BENGALURU: As the founder of an NGO that helps acid attack survivors raise funds, Ria Sharma was used to getting calls from unknown numbers. Anticipating calls from survivors, she never hesitated to answer her phone, until one day, when instead of a survivor, an anonymous man called to threaten her to abandon her efforts in helping victims unless she would like to be met with the same fate. While she brushed aside the initial call, things took a turn for the worse when the calls became a weekly routine and Sharma realised the man was stalking her. The then 21-year-old had to resort to something most people her age would never even think of – have a bodyguard accompany her everywhere she went. 

“I was mentally traumatised. At first, my bodyguard Jitender would take his calls and scare him away. But after a month or two, I finally summoned courage to speak to him and abused him in words that even I didn’t know existed in my vocabulary! I remember how Jitender would display a thumbs-up every time I abused the stalker,” she recalls. 

Sharma recently launched a book titled Make Love Not Scars, which chronicles her trials and tribulations in setting up an NGO by the same name that helps survivors of acid attacks. She recalls how despite what she went through with the stalker, she was determined to continue helping the survivors since she had gone on to form a strong bond with them and refused to abandon them now. The 26-year-old admits that since she came from a sheltered background, her family or friends often found it hard to relate to how overwhelmed she was by the suffering the victims faced or how difficult she found it to visit hospital burn wards at times. “Only the survivors understood that. There were times when one of them would just stay on call with me. There would be no talking but I would know I wasn’t alone,” she reveals. 
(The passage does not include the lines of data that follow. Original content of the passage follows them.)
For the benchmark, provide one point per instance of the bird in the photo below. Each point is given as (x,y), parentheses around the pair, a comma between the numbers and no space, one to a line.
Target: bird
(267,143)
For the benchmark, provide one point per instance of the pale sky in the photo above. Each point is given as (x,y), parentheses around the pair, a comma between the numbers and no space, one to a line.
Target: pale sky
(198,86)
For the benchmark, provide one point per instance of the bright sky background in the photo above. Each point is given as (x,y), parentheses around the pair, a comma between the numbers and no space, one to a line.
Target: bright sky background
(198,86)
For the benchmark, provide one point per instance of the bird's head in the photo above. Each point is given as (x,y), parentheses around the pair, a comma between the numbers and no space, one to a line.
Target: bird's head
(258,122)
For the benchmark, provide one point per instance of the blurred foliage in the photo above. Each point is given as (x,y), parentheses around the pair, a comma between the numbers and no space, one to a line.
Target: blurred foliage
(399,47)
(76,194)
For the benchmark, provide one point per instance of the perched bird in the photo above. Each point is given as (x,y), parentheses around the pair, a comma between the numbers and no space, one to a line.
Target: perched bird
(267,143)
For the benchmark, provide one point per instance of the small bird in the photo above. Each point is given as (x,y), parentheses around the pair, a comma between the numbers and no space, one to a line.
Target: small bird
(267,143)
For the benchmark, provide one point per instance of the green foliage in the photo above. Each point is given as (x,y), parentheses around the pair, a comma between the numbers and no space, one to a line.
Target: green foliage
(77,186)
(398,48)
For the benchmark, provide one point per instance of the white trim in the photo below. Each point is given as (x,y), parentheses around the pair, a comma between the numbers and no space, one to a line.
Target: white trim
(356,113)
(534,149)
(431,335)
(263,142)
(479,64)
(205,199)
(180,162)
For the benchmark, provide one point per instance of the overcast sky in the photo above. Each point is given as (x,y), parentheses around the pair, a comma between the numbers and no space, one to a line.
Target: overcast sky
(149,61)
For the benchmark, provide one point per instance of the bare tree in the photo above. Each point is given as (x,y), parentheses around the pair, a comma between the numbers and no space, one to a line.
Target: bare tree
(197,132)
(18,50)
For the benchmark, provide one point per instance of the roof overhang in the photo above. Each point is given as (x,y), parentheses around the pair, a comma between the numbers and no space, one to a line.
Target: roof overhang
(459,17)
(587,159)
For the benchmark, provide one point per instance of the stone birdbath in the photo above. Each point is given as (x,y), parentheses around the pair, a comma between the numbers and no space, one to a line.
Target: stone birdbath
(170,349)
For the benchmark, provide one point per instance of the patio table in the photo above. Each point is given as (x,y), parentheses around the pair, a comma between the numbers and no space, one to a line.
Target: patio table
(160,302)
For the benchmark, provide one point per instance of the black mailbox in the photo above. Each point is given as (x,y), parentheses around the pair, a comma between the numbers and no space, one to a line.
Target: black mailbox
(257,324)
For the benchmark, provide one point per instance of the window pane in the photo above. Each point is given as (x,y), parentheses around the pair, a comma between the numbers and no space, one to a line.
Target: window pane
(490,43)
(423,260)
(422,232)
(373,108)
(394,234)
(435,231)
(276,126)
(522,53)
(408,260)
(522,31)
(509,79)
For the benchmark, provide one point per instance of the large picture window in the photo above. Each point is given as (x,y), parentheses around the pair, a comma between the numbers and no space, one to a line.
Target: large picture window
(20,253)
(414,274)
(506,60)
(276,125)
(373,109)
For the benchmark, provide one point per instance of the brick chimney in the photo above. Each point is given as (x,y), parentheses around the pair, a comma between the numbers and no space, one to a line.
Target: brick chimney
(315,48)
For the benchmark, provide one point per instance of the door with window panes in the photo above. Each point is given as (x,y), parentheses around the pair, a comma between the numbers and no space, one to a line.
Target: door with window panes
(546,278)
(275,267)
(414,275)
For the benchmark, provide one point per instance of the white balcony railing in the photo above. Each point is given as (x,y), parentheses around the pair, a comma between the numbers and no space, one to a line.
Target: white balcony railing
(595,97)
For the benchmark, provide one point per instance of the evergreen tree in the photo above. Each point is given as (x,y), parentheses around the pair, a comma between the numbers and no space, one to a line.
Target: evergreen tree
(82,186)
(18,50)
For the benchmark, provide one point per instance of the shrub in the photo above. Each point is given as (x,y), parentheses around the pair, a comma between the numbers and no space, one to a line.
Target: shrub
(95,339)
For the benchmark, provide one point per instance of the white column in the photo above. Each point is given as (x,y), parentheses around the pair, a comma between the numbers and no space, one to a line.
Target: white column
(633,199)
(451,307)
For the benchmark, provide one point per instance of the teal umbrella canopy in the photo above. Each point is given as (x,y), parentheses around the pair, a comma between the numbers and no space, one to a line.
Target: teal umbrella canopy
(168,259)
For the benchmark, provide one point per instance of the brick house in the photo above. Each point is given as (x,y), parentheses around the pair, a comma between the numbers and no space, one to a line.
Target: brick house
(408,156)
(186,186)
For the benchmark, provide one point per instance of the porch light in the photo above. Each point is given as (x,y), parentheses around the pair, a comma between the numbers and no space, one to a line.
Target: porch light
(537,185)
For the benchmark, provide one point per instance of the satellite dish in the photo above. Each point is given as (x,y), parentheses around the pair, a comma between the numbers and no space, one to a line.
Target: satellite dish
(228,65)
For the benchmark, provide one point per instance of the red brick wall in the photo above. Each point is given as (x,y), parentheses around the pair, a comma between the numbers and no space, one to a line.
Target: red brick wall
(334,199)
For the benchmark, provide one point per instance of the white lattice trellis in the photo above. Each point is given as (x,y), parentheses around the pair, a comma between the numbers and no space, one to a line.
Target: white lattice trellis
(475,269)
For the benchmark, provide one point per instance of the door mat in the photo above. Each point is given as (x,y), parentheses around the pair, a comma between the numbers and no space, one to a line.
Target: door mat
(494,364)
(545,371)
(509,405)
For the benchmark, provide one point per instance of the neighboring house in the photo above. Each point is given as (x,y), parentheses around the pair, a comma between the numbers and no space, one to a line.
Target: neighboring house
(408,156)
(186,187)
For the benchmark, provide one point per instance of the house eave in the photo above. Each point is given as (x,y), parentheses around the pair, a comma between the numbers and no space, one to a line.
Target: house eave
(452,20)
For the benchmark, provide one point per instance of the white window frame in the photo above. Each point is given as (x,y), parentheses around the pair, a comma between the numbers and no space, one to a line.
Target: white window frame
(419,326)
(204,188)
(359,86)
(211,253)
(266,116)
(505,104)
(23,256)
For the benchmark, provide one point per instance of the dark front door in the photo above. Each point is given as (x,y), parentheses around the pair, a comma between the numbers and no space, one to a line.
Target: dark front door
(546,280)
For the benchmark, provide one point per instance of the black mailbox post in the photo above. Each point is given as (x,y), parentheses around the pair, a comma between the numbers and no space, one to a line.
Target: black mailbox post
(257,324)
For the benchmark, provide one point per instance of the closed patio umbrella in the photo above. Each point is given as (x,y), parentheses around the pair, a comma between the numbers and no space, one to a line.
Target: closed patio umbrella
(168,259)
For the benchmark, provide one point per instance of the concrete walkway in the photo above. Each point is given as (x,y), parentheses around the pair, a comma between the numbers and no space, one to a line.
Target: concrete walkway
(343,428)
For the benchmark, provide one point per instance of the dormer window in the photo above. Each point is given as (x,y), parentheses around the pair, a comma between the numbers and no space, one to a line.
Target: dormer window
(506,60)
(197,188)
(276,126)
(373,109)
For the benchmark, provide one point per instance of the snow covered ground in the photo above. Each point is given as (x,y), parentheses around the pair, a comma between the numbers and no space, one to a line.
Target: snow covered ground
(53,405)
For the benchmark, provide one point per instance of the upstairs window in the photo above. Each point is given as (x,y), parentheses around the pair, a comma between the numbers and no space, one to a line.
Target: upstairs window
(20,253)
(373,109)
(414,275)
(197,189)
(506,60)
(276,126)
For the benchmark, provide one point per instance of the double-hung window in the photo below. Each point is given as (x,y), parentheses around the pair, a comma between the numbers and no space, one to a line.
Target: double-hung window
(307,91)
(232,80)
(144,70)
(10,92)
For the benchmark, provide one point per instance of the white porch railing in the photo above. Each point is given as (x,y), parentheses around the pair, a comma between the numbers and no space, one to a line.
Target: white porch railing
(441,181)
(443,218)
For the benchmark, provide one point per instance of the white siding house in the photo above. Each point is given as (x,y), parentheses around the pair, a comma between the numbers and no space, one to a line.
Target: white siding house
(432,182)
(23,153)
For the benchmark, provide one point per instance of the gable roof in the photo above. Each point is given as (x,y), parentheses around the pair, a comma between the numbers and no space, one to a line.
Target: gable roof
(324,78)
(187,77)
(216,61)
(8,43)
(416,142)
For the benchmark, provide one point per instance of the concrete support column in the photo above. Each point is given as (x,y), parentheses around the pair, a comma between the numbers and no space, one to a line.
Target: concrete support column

‘My dad wanted me to settle down abroad’ 

When the activist first told her parents about her plans, she was met with some disbelief. Interestingly, Haseena, a Bengaluru-based survivor, played a role in helping Sharma’s mother come around. “When Haseena first told my mother that I would really make a change, my mother laughed. Somewhere over the course of the 45-minute conversation, however, my mother had tears in her eyes. She was overwhelmed that someone was able to say such things about me after just one meeting with me,” says Sharma. 
Sharma’s father, on the other hand, didn’t come around until much later, when he saw how serious his daughter was about pursuing this, threat calls et all. He was initially upset that his daughter had given up a life in the UK to set up the NGO. “One of the reasons he wanted me to settle abroad was to keep me as far away from the violence women in this country face. I chose to pursue the same field he was trying to keep me away from,” Sharma says.

But the activist had made up her mind to gather as much knowledge as she could about the on-ground reality, even if it meant having to witness a live surgery on a recently attacked survivor. She writes about the experience in the book and recalls the time she could see the victim’s skull through the charred skin. “At 21, I was more spontaneous and ready to witness everything from the ground up because I was just starting out and wanted to know more the procedure they have to go through,” she says.

Being actively involved with acid attack survivors also means Sharma has to pay multiple visits to the burns wards of hospitals and the experience rarely gets easier. It wasn’t until last year that Sharma finally got slightly used to the sight and says that over the years, the place has transformed from being a dark place to a place of hope.  “It used to be an isolating experience to go alone. But now, I have a team of survivors who work with me and when they visit the ward, they make the patients there laugh too,” she says.